Mirrors fulfilled an important function in the fixed decoration of many Adam rooms and were set above mantels, over consoles in symmetrical placings or sometimes in the panelling of doors, the gilded frames being designed to accord with the light and airy interpretations of classicism elsewhere in evidence. Not a few door heads contained semi-elliptical fan lights, filled with clear glass or with mirrors, and traversed with delicately moulded leaden tracery. The effect of these door heads was singularly rich and beautiful.

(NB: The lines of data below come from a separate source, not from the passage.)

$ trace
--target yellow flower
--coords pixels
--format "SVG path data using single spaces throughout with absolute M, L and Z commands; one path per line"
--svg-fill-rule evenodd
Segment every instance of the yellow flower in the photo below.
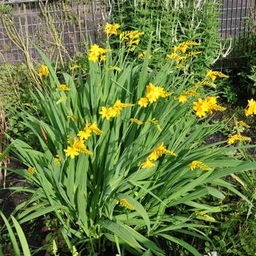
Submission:
M 179 97 L 178 97 L 178 102 L 181 102 L 181 103 L 184 103 L 184 102 L 187 102 L 187 96 L 184 95 L 184 94 L 181 94 Z
M 59 156 L 59 154 L 56 154 L 56 157 L 54 157 L 54 163 L 58 166 L 60 164 L 60 161 L 61 161 L 61 157 Z
M 209 87 L 212 87 L 212 88 L 216 88 L 216 84 L 213 84 L 207 80 L 204 80 L 201 82 L 198 82 L 197 84 L 199 85 L 208 85 Z
M 102 107 L 102 111 L 99 111 L 99 114 L 102 119 L 105 118 L 106 120 L 109 120 L 110 117 L 111 117 L 110 109 L 106 107 Z
M 120 114 L 120 110 L 118 108 L 109 108 L 109 114 L 111 117 L 115 117 Z
M 248 100 L 248 105 L 244 111 L 246 117 L 251 114 L 256 114 L 256 102 L 253 99 Z
M 28 168 L 28 172 L 29 172 L 29 178 L 32 178 L 33 176 L 35 170 L 35 166 L 29 166 Z
M 143 108 L 147 108 L 148 105 L 148 100 L 147 98 L 141 98 L 138 102 L 138 104 Z
M 178 56 L 178 54 L 176 53 L 172 53 L 171 54 L 166 55 L 166 59 L 168 60 L 172 60 L 172 59 L 176 59 L 177 56 Z
M 103 60 L 105 59 L 103 56 L 107 52 L 108 50 L 103 49 L 96 44 L 92 44 L 89 50 L 88 59 L 92 61 L 93 62 L 96 62 L 99 59 L 99 57 L 100 57 L 100 59 L 102 57 L 102 60 Z
M 152 153 L 149 154 L 147 157 L 150 161 L 156 161 L 159 158 L 159 155 L 156 151 L 154 151 Z
M 31 103 L 23 103 L 23 105 L 26 105 L 26 107 L 32 108 L 33 105 Z
M 87 149 L 86 146 L 84 144 L 84 141 L 81 139 L 77 140 L 76 138 L 75 138 L 72 148 L 76 148 L 79 153 L 84 153 L 87 154 L 93 154 L 92 151 L 90 151 L 88 149 Z
M 218 72 L 218 71 L 212 71 L 212 70 L 209 70 L 206 77 L 209 77 L 212 79 L 212 81 L 215 81 L 217 77 L 218 78 L 228 78 L 228 75 L 226 75 L 220 72 Z
M 155 164 L 151 162 L 148 158 L 147 158 L 147 160 L 141 164 L 141 167 L 142 169 L 151 168 L 153 166 L 155 166 Z
M 246 123 L 244 121 L 236 121 L 236 125 L 237 125 L 239 126 L 244 126 L 244 127 L 248 128 L 248 129 L 251 127 L 248 123 Z
M 147 50 L 144 50 L 142 53 L 139 53 L 138 56 L 139 58 L 142 58 L 143 59 L 147 54 Z M 149 54 L 148 56 L 148 59 L 152 59 L 152 55 Z
M 79 65 L 75 64 L 75 65 L 73 65 L 72 67 L 70 67 L 69 69 L 70 69 L 70 70 L 74 70 L 74 69 L 79 69 L 79 68 L 81 68 L 81 66 L 80 66 Z
M 227 139 L 227 144 L 229 145 L 234 144 L 236 141 L 239 141 L 240 142 L 246 142 L 246 141 L 251 141 L 251 138 L 246 137 L 246 136 L 242 136 L 242 135 L 239 134 L 235 134 L 233 136 L 230 136 Z
M 139 125 L 141 125 L 141 124 L 143 124 L 144 122 L 141 121 L 139 119 L 136 119 L 136 118 L 130 118 L 130 121 L 133 122 L 133 123 L 136 123 Z
M 62 90 L 63 92 L 69 91 L 71 89 L 66 84 L 60 84 L 59 87 L 56 88 L 56 90 Z
M 107 59 L 107 57 L 105 55 L 102 55 L 99 58 L 100 61 L 105 61 Z
M 121 198 L 119 201 L 119 204 L 129 210 L 134 210 L 133 206 L 124 198 Z
M 133 103 L 122 103 L 120 100 L 117 99 L 116 102 L 114 104 L 114 108 L 118 108 L 119 110 L 122 110 L 125 108 L 133 107 L 135 104 Z
M 136 44 L 136 45 L 138 45 L 139 44 L 139 41 L 140 41 L 139 39 L 136 39 L 136 40 L 132 41 L 131 41 L 131 44 Z
M 186 58 L 187 58 L 187 56 L 179 56 L 179 55 L 178 55 L 176 56 L 176 60 L 177 61 L 181 61 L 181 60 L 186 59 Z
M 73 148 L 68 146 L 67 149 L 64 149 L 66 152 L 66 157 L 70 157 L 72 159 L 74 159 L 76 156 L 79 154 L 78 149 L 77 148 Z
M 74 114 L 68 114 L 67 118 L 71 119 L 73 122 L 76 122 L 78 120 L 77 117 Z
M 203 171 L 212 171 L 212 168 L 206 166 L 205 163 L 200 161 L 194 160 L 192 163 L 190 163 L 189 165 L 189 167 L 190 168 L 190 170 L 194 170 L 197 167 L 199 167 Z
M 87 139 L 90 137 L 92 133 L 91 130 L 90 129 L 85 129 L 82 131 L 79 131 L 78 133 L 78 136 L 80 138 L 80 139 Z
M 117 29 L 120 28 L 119 24 L 109 24 L 106 23 L 105 26 L 105 32 L 107 34 L 108 36 L 111 36 L 111 35 L 117 35 Z
M 46 77 L 49 73 L 48 67 L 45 65 L 41 65 L 38 70 L 40 77 Z
M 215 107 L 217 106 L 217 96 L 208 96 L 205 99 L 205 102 L 208 104 L 208 111 L 209 111 L 211 114 L 212 113 L 212 111 L 215 109 Z
M 163 143 L 161 143 L 158 145 L 158 147 L 154 150 L 156 154 L 158 155 L 159 157 L 161 157 L 163 154 L 166 152 L 166 148 L 163 145 Z
M 92 61 L 93 62 L 96 62 L 99 59 L 99 55 L 94 53 L 90 53 L 88 59 Z
M 198 99 L 198 102 L 194 102 L 194 106 L 193 109 L 195 110 L 196 114 L 200 117 L 205 117 L 206 115 L 206 111 L 209 110 L 209 105 L 208 102 L 203 101 L 201 98 Z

Mantel pieces, as might be expected, were the objects of no less solicitous care (Plates 10 and 69) than was lavished upon all the other permanent accessories. They were of the finest white marble carved in the characteristic Adam motifs, consisting of urns, swags, drops, flutings and the like, sometimes with a central panel above the fireplace opening exhibiting a Flaxman or a Templetown design in low relief, and frequently yellow (Plate 69), buff, black or green Italian marbles were so combined as to throw the carved devices into conspicuous relief, or else the whole mantel structure was of wood carved in the same refined and delicate fashion or with the more intricate detail modelled in compo and applied to the wooden ground before painting. There were few architectural superstructures or attached and "continued" chimney pieces, as in the days of Kent, and the chimney breast above the mantel shelf was adorned with a mirror or in some one of the other ways previously indicated. For many of the fireplaces, grates of burnished steel or of brass were designed in a fashion to coincide with the rest of the decoration.

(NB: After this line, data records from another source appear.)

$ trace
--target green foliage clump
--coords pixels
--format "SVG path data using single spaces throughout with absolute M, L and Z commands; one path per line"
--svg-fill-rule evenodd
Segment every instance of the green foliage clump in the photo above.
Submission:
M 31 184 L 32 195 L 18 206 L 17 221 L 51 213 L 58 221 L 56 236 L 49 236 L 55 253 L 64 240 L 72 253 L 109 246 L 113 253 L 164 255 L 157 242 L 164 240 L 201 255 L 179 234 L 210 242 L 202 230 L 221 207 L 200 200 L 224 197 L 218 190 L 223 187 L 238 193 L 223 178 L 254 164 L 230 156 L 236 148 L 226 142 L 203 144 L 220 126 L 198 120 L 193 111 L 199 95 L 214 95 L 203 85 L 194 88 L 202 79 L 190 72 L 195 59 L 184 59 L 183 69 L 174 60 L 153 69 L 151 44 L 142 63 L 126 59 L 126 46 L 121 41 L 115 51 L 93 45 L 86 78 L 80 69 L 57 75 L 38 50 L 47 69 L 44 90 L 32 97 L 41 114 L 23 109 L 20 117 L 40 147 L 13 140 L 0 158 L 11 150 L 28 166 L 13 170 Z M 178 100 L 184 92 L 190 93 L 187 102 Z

The woodwork of doors and of door and window trims (Plate 69) displayed refined mouldings of rather low relief and the same chaste and delicate decorative detail, sometimes elaborate, sometimes simple, as already noted in the wooden mantels and other permanent features. Straight door heads often carried a considerable degree of elaboration and occasionally central panels in the manner shown in Plate 69. The refining effect of flutings and of other close parallel lines was especially well exemplified in Adam woodwork. As the century advanced the size of window panes gradually increased and, although there was no approximation to the horrors of large sheets of glass with which we are now sometimes afflicted and which utterly destroy the character of a window, the lights were perceptibly larger than they were during the first half of the century. The muntins, also, were appreciably pared down in dimensions. Wrought ironwork, while used chiefly in exterior embellishment, also often made its appearance in the composition of stair rails and balustrades and was fashioned in graceful, light and frequently attenuated devices to correspond with the interior ensemble.

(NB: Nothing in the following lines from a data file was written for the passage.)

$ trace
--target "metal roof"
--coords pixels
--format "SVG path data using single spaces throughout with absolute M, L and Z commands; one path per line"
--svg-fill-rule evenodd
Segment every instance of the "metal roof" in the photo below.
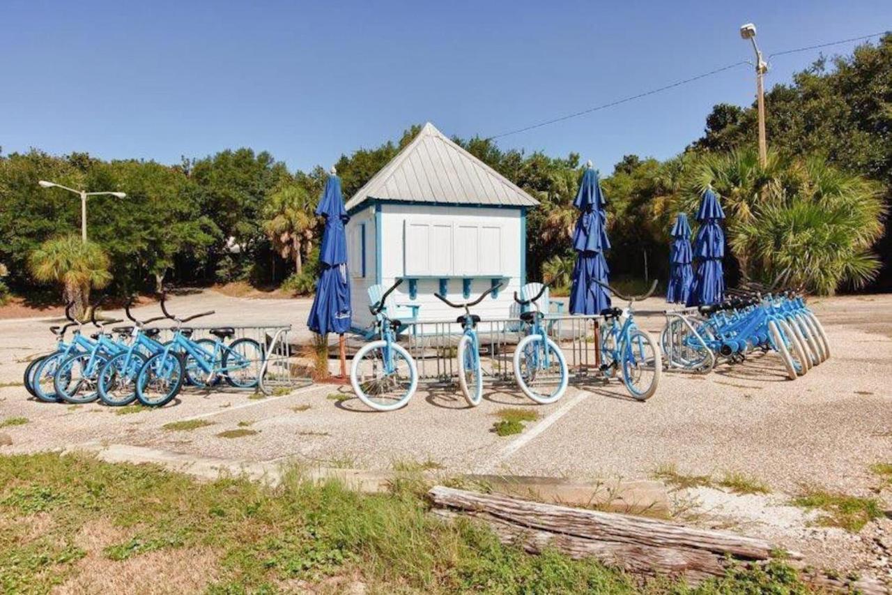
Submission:
M 347 209 L 369 198 L 436 205 L 539 204 L 431 122 L 347 201 Z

The ceilings (Plates 10, 69 and 159), designed by the Brothers Adam were among the most beautiful and finished of all their exquisite compositions. The Adelphi not only had a goodly heritage of plaster tradition behind them in the work of English designers and artificers, but they also had constantly in their mind's eye the wonderful ceiling enrichments of the classic precedents upon which they drew so freely for inspiration. In the matter of physical execution they were able to avail themselves of the services of skilled plasterers, adepts in every minute detail of their craft, and also, in addition to this, they made extensive use of a newly perfected process of applying compo ornament in large moulded sections. The low reliefs, which the Adelphi knew how to employ with such marvellous effect upon walls, they used to no less advantage in the decoration of their ceilings. Motifs of the same description as those already noted were, of course, employed in ceiling treatment. Sometimes the ceilings were un-ooloured, sometimes there was a pale ground colour to throw the low reliefs into sharp contrast, and sometimes whole surfaces were covered with painted panels or frescoes, polychrome enrichment and gilding. A great many of the ceilings were flat, but it was not uncommon to find them coved and still others domed and vaulted. Some of these vaulted and domed ceilings were quite plain except for the ornamentation around the cornice and, we may add, were exceedingly beautiful and effective, one of their great merits being the perfection of their proportions. There was the same relative gradation between the elaboration of ceilings and the elaboration of walls, some of them being exceedingly ornate while others were quite simple, but even where the walls were almost devoid of ornamentation there was usually some attempt at more decorative amenity on the ceiling, especially if it was a flat ceiling and had not the interest of curving lines to fascinate the eye.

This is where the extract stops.